On the other hard we can add it to configuration of loader, but we're mixing concerns here: analysts should not ask DevOps to change configuration every time they've added new schema with geo data. Also, we don't want to restart the job just to reload this minor piece of configuration.

Last option is to try to make Loader smart enough to figure out these columns by itself:

  1. Schema contains both "lat"/"lon" or "latitude"/"longitude" properties
  2. Both have type number
  3. Both have appropriate constraints (minimum/maximum)

So far I prefer this option, its main disadvantage is that it is slightly implicit and magical. What if 3rd party schema encodes geo data with some completely unexpected properties, such as lt/ln? What's the chance that we'll turn into GEOGRAPHY something that is not geo data really?

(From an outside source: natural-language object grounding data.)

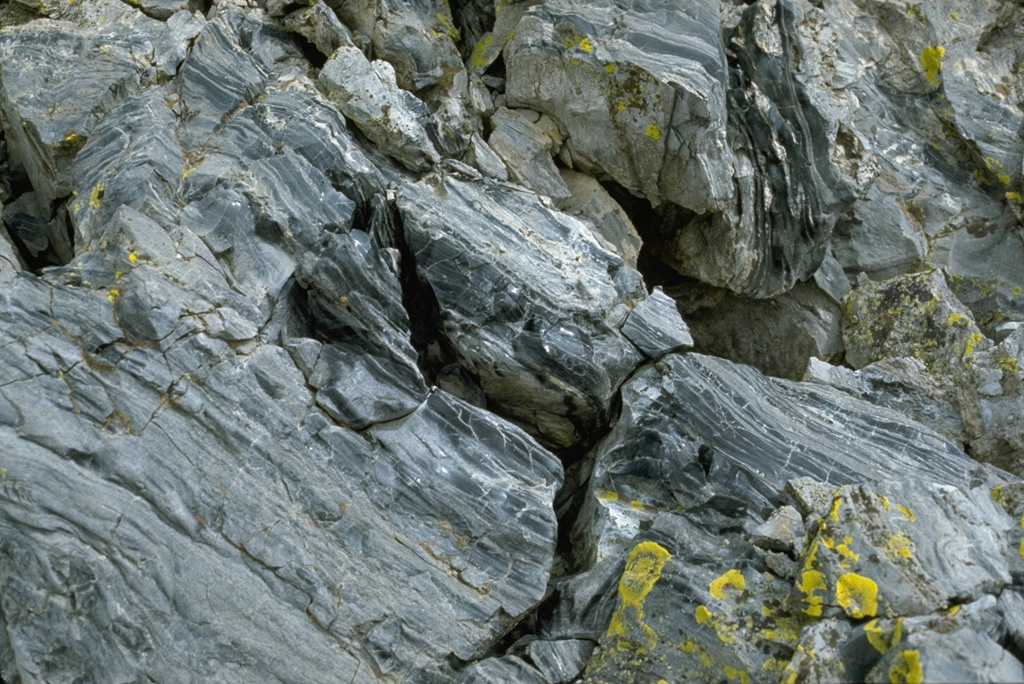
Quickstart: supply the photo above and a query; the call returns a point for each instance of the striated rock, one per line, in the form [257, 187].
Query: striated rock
[660, 453]
[318, 25]
[777, 336]
[591, 203]
[893, 566]
[367, 93]
[919, 316]
[636, 102]
[10, 262]
[788, 191]
[535, 310]
[303, 307]
[525, 141]
[902, 384]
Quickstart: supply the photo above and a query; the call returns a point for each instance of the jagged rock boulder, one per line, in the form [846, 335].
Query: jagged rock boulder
[920, 316]
[324, 355]
[777, 336]
[538, 311]
[649, 113]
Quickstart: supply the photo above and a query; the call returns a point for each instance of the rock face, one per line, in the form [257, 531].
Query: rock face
[430, 342]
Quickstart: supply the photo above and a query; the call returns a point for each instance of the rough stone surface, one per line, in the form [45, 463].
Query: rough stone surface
[777, 336]
[340, 341]
[368, 93]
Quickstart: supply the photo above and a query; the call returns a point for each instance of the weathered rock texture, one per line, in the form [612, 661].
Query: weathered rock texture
[351, 341]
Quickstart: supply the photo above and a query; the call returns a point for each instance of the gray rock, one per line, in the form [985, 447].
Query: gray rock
[592, 204]
[902, 384]
[534, 310]
[961, 655]
[525, 142]
[49, 111]
[227, 512]
[920, 316]
[663, 455]
[893, 566]
[498, 670]
[257, 370]
[812, 498]
[318, 25]
[560, 660]
[218, 76]
[358, 390]
[788, 191]
[830, 279]
[368, 93]
[778, 335]
[879, 238]
[654, 327]
[637, 102]
[10, 262]
[783, 530]
[482, 157]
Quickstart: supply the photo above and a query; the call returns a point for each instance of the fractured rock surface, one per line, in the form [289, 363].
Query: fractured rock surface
[565, 341]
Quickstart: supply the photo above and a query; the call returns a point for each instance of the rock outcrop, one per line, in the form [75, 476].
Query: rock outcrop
[565, 341]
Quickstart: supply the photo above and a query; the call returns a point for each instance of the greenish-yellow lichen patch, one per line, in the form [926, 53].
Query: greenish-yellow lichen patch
[732, 580]
[857, 595]
[931, 60]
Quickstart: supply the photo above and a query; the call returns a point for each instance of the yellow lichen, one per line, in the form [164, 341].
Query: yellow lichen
[732, 673]
[834, 513]
[812, 582]
[899, 546]
[847, 555]
[733, 579]
[931, 60]
[906, 668]
[972, 341]
[857, 595]
[643, 567]
[478, 57]
[96, 196]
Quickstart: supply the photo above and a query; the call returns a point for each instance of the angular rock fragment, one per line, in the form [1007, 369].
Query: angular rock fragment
[751, 435]
[870, 557]
[592, 204]
[902, 384]
[637, 102]
[919, 316]
[778, 336]
[10, 262]
[296, 512]
[525, 142]
[532, 308]
[787, 190]
[50, 110]
[367, 93]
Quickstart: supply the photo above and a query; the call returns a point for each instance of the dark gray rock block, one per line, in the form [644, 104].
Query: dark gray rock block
[534, 309]
[297, 513]
[638, 101]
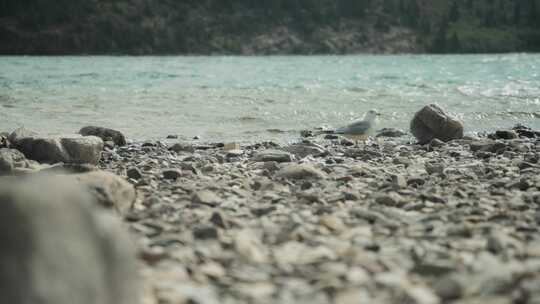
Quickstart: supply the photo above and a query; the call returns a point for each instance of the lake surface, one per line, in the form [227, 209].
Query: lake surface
[256, 98]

miike commented 6 years ago

Agreed - it feels awkward putting logic that is essentially transformations into a JSON schema but you've raised the excellent point that haven't this hard coded in to the codebase makes this tricky to maintain from an analyst point of view.

The magic option sounds desirable but it still feels like it needs some sort of high level configuration so whatever type inferences we are making don't incorrectly cast objects (whether that's GEOGRAPHY or another type in the future).

Does having a system that allows UDFs make sense in terms of striking a balance between flexibility and configuration? e.g., something like the Javascript enrichment for transformation - though it wouldn't necessarily need to be Javascript.